Today, I'm going to hold an exceptional conference about LafargeHolcim.
LafargeHolcim, world leader in cement, will close its Paris headquarters along with it office in Zurich. 200 jobs will be cut.
Four years after the announcement of the merger between French and his Swiss rival Holcim, all power will be concentrated in Switzerland.
It must have been a "marriage of equals". "Nobody buys anyone! " said Bruno Lafont, then boss of Lafarge. Four years after the announcement of the merger between the French cement champion and his Swiss rival Holcim, this fiction has definitely ended.
Friday, May 25, the world leader in cement announced its intention to close the Paris headquarters of the group. An eminently symbolic gesture. From now on, all power will be concentrated in Switzerland, where the organization will also be reviewed. In total, this restructuring should, according to the management, lead to the cut of around 200 jobs: 107 jobs in Switzerland and 97 jobs in Paris.
Since the merger, LafargeHolcim has two headquarters, one rue des Belles-Feuilles, in the 16th arrondissement of Paris, the other in Switzerland. Teams are shared between the two locations. The entire internal audit and the health and safety departments are located in the former Lafarge headquarters, as well as some of the communication, human resources and legal department heads.
Lafarge in the 16th arrondissement

Spectacular deficit in 2017
A fragile balance threatened for several weeks. In March, on the occasion of the presentation of the annual results, the new boss of the group, the Swiss Jan Jenisch, did not hide that he wondered about the maintenance of two seats. While unveiling major losses, the CEO then announced initial cost-saving measures, including the removal of a management level and the closure of its regional headquarters in Singapore and Miami. "Nothing has been decided yet about Paris," said LafargeHolcim.

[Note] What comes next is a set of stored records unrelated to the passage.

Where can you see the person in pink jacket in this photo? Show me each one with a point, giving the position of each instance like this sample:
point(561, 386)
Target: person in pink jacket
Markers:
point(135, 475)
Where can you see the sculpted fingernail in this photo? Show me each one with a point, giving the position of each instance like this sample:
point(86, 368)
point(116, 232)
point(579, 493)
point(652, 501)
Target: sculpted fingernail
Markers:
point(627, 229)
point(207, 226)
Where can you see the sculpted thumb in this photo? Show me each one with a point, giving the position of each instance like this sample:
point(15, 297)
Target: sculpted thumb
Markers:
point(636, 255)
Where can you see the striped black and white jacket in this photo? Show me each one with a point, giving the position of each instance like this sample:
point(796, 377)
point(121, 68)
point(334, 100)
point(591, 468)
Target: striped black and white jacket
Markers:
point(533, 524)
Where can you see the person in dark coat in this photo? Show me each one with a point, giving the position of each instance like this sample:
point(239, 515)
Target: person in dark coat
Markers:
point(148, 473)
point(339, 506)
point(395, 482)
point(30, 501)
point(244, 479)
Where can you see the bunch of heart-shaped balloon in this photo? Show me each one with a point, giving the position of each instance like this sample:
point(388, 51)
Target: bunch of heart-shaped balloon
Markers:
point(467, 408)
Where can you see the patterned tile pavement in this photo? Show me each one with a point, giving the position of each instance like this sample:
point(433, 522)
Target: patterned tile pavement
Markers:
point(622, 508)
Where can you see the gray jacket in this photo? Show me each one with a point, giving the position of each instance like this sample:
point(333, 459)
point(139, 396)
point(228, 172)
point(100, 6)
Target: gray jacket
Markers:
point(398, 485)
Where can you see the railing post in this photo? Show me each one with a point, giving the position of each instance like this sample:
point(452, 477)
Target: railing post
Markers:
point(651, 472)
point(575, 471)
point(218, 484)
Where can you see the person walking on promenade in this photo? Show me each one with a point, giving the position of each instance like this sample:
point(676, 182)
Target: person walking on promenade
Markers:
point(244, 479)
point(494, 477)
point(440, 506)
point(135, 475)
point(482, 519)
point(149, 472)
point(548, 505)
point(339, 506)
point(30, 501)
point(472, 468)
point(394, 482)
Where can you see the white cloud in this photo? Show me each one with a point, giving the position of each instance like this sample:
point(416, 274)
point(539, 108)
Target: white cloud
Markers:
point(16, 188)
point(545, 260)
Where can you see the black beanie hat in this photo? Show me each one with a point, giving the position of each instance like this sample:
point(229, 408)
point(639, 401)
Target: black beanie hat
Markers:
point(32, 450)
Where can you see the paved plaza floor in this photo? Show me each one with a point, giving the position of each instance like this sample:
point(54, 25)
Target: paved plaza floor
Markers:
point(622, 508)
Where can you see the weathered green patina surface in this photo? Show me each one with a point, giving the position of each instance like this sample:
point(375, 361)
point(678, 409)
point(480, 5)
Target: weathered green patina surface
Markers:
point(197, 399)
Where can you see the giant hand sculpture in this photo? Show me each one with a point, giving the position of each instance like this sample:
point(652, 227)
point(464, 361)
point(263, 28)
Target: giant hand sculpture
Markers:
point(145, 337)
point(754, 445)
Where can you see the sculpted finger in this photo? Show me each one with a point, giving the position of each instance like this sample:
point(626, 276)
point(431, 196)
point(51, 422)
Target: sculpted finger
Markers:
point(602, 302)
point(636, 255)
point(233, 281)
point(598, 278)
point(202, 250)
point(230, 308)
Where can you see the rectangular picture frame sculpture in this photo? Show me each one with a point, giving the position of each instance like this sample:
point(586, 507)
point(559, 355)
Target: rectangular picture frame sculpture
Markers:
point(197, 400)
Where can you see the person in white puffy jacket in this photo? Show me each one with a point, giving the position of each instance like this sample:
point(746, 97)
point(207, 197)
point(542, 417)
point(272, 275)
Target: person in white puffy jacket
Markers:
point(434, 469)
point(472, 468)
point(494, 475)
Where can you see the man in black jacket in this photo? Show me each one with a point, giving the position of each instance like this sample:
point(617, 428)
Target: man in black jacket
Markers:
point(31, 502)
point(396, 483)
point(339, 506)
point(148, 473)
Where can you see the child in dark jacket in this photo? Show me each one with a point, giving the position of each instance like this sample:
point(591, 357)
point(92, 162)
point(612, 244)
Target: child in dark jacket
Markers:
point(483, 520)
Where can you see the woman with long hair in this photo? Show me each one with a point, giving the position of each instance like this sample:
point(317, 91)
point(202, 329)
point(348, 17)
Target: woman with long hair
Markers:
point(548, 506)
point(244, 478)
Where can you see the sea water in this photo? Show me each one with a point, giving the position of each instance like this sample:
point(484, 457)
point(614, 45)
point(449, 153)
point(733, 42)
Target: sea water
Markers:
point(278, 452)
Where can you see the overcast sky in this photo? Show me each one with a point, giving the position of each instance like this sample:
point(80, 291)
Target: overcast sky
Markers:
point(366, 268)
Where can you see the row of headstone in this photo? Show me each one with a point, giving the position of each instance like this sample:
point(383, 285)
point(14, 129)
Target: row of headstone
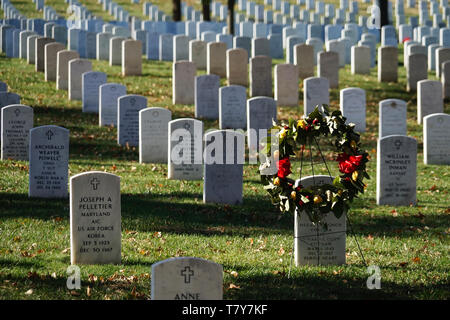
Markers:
point(96, 234)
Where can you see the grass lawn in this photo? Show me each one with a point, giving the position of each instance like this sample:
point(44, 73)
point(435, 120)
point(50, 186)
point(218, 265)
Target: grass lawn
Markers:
point(163, 218)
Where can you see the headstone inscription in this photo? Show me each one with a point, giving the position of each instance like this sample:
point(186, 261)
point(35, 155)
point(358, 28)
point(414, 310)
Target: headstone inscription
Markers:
point(95, 218)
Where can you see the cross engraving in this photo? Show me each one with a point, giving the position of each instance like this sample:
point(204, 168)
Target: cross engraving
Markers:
point(49, 134)
point(95, 182)
point(187, 273)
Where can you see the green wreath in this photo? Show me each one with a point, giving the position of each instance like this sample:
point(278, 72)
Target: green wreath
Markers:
point(317, 201)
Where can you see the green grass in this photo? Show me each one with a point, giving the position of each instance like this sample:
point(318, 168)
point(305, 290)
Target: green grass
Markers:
point(163, 218)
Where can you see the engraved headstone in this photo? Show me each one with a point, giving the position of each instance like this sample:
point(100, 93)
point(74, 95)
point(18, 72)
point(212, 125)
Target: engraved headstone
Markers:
point(261, 112)
point(313, 244)
point(109, 93)
point(436, 133)
point(387, 64)
point(91, 81)
point(396, 170)
point(237, 67)
point(187, 278)
point(128, 108)
point(62, 68)
point(328, 67)
point(185, 152)
point(76, 69)
point(316, 92)
point(392, 113)
point(429, 98)
point(51, 54)
point(95, 218)
point(216, 59)
point(286, 85)
point(17, 120)
point(49, 162)
point(353, 107)
point(232, 107)
point(261, 76)
point(183, 82)
point(153, 134)
point(207, 96)
point(224, 164)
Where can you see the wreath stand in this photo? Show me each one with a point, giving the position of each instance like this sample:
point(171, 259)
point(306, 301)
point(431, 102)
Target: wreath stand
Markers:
point(298, 213)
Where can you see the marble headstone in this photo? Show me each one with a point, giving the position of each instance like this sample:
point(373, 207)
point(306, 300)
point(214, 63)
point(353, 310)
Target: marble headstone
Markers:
point(392, 117)
point(128, 108)
point(49, 162)
point(436, 133)
point(17, 120)
point(95, 218)
point(91, 81)
point(187, 278)
point(153, 134)
point(313, 244)
point(109, 93)
point(185, 152)
point(223, 167)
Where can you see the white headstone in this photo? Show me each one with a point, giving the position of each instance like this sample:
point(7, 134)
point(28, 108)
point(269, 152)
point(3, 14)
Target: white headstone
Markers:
point(436, 134)
point(392, 117)
point(91, 81)
point(153, 134)
point(313, 244)
point(109, 93)
point(95, 218)
point(128, 108)
point(396, 170)
point(17, 120)
point(224, 165)
point(353, 107)
point(187, 278)
point(185, 152)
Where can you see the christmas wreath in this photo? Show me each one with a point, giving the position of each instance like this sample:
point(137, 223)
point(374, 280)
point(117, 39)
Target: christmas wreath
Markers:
point(318, 200)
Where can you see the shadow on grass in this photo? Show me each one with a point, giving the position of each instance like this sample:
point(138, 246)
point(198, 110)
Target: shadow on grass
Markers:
point(147, 213)
point(304, 283)
point(316, 286)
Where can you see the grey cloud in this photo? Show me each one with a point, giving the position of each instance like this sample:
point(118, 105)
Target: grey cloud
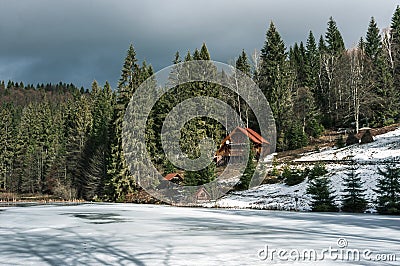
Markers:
point(81, 40)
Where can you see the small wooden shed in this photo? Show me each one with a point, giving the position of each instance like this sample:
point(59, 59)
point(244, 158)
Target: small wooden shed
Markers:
point(202, 194)
point(233, 146)
point(174, 177)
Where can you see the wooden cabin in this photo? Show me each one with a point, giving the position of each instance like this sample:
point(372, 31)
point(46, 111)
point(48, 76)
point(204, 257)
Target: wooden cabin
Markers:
point(174, 177)
point(202, 194)
point(233, 147)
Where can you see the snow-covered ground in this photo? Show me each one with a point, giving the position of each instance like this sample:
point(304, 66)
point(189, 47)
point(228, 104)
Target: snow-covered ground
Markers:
point(368, 157)
point(129, 234)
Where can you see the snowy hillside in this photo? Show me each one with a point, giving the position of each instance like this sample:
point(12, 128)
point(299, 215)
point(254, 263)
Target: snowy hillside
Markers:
point(368, 158)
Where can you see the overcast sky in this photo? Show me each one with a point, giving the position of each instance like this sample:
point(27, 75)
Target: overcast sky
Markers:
point(81, 40)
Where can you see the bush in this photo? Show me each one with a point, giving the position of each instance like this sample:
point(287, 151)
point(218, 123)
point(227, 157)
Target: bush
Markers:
point(296, 138)
point(293, 176)
point(322, 195)
point(340, 142)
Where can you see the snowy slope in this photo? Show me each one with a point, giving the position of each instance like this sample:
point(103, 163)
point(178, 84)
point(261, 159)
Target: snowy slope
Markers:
point(368, 158)
point(133, 234)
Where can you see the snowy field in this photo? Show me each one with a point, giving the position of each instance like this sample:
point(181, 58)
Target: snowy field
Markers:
point(128, 234)
point(368, 158)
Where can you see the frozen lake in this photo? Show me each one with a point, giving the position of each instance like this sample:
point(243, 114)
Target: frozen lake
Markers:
point(128, 234)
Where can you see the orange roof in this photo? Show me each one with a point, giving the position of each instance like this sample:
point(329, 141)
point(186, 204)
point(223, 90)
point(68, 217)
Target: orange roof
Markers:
point(253, 136)
point(170, 176)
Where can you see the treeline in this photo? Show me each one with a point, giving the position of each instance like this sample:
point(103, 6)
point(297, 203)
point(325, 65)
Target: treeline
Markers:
point(58, 139)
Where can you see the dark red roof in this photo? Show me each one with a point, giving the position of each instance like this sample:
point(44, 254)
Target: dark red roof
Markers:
point(253, 136)
point(170, 176)
point(257, 136)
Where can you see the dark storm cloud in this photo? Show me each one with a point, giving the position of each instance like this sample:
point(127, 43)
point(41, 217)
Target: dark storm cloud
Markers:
point(81, 40)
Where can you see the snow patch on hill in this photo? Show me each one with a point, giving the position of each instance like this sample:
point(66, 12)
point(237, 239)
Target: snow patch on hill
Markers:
point(368, 157)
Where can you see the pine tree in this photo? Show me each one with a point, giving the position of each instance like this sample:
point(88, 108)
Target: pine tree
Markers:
point(331, 81)
point(248, 173)
point(395, 33)
point(311, 63)
point(276, 81)
point(122, 180)
point(242, 63)
point(354, 198)
point(7, 129)
point(373, 42)
point(388, 190)
point(334, 39)
point(322, 195)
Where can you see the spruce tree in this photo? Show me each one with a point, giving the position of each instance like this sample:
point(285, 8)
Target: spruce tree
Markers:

Today, the group takes action. "This painful but necessary step of simplification is essential to create a lighter, faster and more competitive LafargeHolcim," Jan Jenisch said in his statement.
In France, the reorganization is based on the historic headquarters of Lafarge, these 12,000 square meters where 200 to 300 people work. The positions that will not be eliminated will be transferred to Clamart, in the Paris suburbs, where LafargeHolcim already has a large presence.
In Switzerland, LafargeHolcim also plans to close its Zurich office and transfer posts to the town of Holderbank, where Holcim opened its first cement plant in 1912, as well as to the Zug office.
In 2017, LafargeHolcim suffered a net loss of 1.7 billion Swiss francs (1.5 billion euros), after a profit of 1.8 billion in 2016. This spectacular deficit is explained by the truth operation launched on the accounts of the group after the departure of his former leaders, the French Bruno Lafont and the American Eric Olsen. The two men were swept away in the wake of the Syrian scandal, revealed by Le Monde, Lafarge being accused of having financed terrorist groups to maintain the activity of its cement plant in Jalabiya, in northern Syria, at the beginning of years 2010.
The cement plant of Jalabiya in Northern Syria

It was found that by September 2014 Lafarge was paying 20 000$ per month to the Islamic State to keep its cement plant. But it wasn’t enough: soon the Jihadists would take over the factory.